The polymer compound (A1) may have other structural units other than the structural units (a1) and (a2) as long as the effects of the present invention are not impaired.

-Other structural unit As another structural unit, the following structural unit (a3) is mentioned.
The structural unit (a3) is a structural unit derived from a (meth) acrylic acid ester containing a polar group-containing aliphatic hydrocarbon group. By having such a structural unit, the hydrophilicity of the polymer compound (A1) is increased, the affinity with the developer is increased, the alkali solubility in the exposed area is improved, and the resolution is improved.
Examples of the polar group include a hydroxyl group and a cyano group, and a hydroxyl group is particularly preferable.
Examples of the aliphatic hydrocarbon group include a linear or branched hydrocarbon group (alkylene group) having 1 to 10 carbon atoms and a polycyclic aliphatic hydrocarbon group (polycyclic group). As the polycyclic group, for example, a resin for a resist composition for ArF excimer laser can be appropriately selected from among many proposed ones.
Among these, a structural unit containing a hydroxyl group, a cyano group or a carboxyl group-containing aliphatic polycyclic group and derived from a (meth) acrylic acid ester is more preferable. Examples of the polycyclic group include groups in which one or more hydrogen atoms have been removed from bicycloalkane, tricycloalkane, tetracycloalkane, or the like. Specific examples include groups in which one or more hydrogen atoms have been removed from a polycycloalkane such as adamantane, norbornane, isobornane, tricyclodecane, or tetracyclododecane. Such a polycyclic group can be appropriately selected and used from among many proposed polymers (resin components) for resist compositions for ArF excimer lasers. Among these polycyclic groups, an adamantyl group, a norbornyl group, and a tetracyclododecanyl group are industrially preferable.

  As the structural unit (a3), when the hydrocarbon group in the polar group-containing aliphatic hydrocarbon group is a linear or branched hydrocarbon group having 1 to 10 carbon atoms, hydroxyethyl ester of (meth) acrylic acid When the hydrocarbon group is a polycyclic group, structural units represented by the following formulas (a3-1) and (a3-2) are preferred.

(In the formula, R 'is the same as above, and n is an integer of 1 to 3).

  Among these, those in which n is 1 and the hydroxyl group is bonded to the 3-position of the adamantyl group are preferable.

(Wherein R 'is the same as defined above, and k is an integer of 1 to 3).

  Among these, those in which k is 1 are preferable. These exist as a mixture of isomers (a mixture of compounds in which the cyano group is bonded to the 4-position or 5-position of the norbornanyl group).

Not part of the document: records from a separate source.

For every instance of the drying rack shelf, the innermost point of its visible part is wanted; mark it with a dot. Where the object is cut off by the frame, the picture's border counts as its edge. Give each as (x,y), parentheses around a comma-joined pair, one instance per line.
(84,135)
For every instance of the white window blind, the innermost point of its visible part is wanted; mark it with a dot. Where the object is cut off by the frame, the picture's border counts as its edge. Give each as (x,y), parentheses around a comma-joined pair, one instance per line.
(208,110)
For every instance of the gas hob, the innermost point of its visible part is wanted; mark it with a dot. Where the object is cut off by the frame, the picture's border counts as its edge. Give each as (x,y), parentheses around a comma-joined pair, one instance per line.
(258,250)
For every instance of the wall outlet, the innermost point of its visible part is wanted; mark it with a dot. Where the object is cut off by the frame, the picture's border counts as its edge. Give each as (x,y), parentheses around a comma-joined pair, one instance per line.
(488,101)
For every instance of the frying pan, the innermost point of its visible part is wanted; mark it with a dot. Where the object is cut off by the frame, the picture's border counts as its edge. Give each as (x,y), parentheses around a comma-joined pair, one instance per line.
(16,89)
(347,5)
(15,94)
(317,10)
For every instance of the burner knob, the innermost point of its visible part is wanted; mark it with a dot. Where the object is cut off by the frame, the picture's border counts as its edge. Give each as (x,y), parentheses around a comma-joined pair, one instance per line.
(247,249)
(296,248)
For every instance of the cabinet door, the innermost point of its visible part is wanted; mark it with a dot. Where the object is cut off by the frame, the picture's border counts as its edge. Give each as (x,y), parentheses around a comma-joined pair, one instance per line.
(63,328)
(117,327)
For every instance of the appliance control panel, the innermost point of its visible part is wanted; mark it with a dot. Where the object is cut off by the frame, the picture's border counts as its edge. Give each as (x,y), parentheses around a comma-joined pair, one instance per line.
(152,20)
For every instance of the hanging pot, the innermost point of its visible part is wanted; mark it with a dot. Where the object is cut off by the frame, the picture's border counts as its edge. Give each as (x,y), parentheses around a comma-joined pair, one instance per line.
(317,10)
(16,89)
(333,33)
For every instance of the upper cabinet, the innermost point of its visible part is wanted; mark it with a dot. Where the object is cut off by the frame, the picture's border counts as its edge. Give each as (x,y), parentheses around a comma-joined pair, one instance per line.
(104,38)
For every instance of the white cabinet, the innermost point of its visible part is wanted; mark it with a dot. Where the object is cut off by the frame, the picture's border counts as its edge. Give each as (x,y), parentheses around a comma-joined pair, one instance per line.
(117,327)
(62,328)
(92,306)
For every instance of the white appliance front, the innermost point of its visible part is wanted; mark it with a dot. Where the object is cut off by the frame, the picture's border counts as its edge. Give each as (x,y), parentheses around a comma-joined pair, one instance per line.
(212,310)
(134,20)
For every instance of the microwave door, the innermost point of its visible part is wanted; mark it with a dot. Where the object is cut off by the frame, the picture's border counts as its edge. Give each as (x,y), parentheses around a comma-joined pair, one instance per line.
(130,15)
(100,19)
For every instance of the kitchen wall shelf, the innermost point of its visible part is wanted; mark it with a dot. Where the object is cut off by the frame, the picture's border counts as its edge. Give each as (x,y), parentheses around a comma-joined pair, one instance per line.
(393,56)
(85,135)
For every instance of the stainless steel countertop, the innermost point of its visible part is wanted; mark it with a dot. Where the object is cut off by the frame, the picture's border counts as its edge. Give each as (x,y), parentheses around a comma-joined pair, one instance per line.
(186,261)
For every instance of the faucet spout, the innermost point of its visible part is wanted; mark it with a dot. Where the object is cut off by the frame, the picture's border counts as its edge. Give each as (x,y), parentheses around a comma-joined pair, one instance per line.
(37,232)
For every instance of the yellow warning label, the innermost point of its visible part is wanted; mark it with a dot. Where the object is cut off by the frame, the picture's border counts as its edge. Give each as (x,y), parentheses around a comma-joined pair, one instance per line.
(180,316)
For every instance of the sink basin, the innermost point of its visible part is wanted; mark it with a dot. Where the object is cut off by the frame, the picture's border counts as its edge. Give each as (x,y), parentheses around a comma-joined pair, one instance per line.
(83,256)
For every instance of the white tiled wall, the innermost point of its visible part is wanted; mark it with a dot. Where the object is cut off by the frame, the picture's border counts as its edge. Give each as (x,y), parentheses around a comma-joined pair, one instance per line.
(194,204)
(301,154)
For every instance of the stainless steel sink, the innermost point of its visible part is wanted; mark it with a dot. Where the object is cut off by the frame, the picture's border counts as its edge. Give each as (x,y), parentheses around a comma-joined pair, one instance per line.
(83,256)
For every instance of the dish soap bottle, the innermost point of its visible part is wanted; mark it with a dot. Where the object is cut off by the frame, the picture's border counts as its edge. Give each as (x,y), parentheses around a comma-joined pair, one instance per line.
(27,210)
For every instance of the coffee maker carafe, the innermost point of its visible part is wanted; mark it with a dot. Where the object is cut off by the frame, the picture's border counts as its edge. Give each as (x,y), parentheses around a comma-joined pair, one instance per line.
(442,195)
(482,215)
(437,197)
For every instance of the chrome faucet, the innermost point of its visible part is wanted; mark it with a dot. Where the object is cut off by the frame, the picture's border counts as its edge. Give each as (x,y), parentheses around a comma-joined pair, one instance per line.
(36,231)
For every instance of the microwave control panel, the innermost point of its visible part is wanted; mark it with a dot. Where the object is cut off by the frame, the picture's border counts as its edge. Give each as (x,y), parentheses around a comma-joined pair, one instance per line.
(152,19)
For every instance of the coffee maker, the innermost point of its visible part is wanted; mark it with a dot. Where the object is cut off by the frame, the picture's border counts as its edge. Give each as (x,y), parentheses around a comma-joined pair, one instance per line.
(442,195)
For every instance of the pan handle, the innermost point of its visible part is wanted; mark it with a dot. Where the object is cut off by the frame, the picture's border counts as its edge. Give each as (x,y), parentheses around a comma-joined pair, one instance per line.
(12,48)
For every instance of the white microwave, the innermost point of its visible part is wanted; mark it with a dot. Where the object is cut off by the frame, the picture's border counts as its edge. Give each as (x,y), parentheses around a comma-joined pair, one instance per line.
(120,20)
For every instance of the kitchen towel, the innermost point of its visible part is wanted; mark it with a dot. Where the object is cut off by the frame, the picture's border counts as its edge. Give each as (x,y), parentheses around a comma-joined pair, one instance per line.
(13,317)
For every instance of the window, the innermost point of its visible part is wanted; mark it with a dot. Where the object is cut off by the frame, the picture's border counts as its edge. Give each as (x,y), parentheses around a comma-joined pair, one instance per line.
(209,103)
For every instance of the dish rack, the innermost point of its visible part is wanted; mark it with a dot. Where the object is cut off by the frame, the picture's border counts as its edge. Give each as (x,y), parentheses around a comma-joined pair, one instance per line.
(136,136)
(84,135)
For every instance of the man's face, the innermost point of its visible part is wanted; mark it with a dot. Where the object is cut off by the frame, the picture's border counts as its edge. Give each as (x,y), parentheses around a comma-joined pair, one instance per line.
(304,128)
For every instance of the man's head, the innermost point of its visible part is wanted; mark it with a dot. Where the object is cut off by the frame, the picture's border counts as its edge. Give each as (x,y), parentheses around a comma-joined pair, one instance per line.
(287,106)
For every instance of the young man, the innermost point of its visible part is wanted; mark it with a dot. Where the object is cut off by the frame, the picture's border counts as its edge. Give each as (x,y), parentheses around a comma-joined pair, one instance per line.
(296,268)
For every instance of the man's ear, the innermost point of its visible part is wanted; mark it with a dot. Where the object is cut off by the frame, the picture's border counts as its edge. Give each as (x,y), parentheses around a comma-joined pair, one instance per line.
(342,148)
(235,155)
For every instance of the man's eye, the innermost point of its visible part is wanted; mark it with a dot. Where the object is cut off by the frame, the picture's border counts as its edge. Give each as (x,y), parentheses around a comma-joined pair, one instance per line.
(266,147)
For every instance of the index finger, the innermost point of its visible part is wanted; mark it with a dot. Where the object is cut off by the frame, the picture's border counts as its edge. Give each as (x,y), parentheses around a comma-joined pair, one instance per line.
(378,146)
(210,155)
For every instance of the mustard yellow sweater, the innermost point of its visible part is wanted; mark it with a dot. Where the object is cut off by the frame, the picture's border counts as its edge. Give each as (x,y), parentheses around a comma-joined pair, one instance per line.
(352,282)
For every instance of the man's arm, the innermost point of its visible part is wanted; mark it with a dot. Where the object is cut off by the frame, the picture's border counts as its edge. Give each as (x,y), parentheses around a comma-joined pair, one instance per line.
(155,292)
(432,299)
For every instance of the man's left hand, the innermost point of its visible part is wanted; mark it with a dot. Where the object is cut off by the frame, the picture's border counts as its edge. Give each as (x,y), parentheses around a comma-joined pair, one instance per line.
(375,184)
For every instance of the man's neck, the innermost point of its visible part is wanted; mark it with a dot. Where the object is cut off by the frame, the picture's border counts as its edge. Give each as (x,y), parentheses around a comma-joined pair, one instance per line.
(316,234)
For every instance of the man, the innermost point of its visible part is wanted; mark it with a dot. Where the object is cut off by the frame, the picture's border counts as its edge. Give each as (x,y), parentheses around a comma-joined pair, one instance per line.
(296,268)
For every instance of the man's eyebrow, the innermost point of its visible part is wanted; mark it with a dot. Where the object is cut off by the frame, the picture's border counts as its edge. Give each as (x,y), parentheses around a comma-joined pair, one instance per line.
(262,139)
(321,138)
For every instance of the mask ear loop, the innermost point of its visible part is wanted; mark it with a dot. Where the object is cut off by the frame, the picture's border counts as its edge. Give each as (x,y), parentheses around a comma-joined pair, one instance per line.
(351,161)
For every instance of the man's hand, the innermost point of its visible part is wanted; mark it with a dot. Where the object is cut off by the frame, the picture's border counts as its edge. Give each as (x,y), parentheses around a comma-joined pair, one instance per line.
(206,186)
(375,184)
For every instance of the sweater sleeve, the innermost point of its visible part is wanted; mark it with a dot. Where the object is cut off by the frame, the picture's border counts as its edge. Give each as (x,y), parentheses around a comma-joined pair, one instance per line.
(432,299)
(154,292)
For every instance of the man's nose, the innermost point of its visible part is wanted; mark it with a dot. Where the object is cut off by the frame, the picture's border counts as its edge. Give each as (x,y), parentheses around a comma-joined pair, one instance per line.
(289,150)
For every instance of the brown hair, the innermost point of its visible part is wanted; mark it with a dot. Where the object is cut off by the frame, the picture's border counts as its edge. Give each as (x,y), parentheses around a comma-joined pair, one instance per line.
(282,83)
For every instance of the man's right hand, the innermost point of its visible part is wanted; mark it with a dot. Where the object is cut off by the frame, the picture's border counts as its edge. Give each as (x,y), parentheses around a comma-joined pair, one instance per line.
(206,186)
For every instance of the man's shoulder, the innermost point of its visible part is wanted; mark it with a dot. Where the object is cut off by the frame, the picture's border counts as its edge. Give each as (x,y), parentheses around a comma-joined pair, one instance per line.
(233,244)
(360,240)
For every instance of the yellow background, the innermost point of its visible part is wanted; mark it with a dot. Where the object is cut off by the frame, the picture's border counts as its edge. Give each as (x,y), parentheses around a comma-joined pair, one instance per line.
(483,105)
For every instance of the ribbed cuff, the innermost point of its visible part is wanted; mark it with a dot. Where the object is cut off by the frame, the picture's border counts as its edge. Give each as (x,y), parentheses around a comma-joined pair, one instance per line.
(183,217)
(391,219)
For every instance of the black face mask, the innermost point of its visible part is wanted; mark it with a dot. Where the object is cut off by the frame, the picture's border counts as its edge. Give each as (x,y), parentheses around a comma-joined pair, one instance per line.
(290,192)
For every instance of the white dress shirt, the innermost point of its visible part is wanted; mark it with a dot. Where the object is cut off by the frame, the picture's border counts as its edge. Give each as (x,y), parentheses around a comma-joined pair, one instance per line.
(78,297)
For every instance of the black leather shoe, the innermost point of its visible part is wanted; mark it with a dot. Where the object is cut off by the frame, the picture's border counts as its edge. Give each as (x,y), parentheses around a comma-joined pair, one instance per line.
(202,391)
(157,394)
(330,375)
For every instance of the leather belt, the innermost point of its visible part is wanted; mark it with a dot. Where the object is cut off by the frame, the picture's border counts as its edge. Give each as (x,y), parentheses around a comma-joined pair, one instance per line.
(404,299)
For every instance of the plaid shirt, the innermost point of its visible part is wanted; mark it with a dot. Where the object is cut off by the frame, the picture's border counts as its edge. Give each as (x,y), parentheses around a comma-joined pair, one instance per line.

  The structural unit (a3) is not an essential component of the component (A1). However, when the structural unit (a3) is contained in the component (A), 5 to 50 moles with respect to the total of all the structural units constituting the component (A). %, Preferably 10 to 40 mol%. By setting it to the lower limit value or more, the effect of improving LER (line edge roughness) is improved, and when the upper limit value is exceeded, the resist pattern shape may be deteriorated due to the balance of other structural units.

  In addition, the polymer compound (A1) does not contain another structural unit (a4) that is not classified into the above structural units (a1) to (a3), that is, an acid dissociable, dissolution inhibiting group, a lactone functional group, or a polar group. You may have a unit. For example, a structural unit containing a non-acid-dissociable aliphatic polycyclic group and derived from a (meth) acrylic acid ester is preferable. When such a structural unit is used, when used for a positive resist composition, a solution from an isolated pattern to a semi-dense pattern (a line and space pattern having a space width of 1.2 to 2 with respect to a line width of 1) is obtained. It is excellent in image properties and is preferable.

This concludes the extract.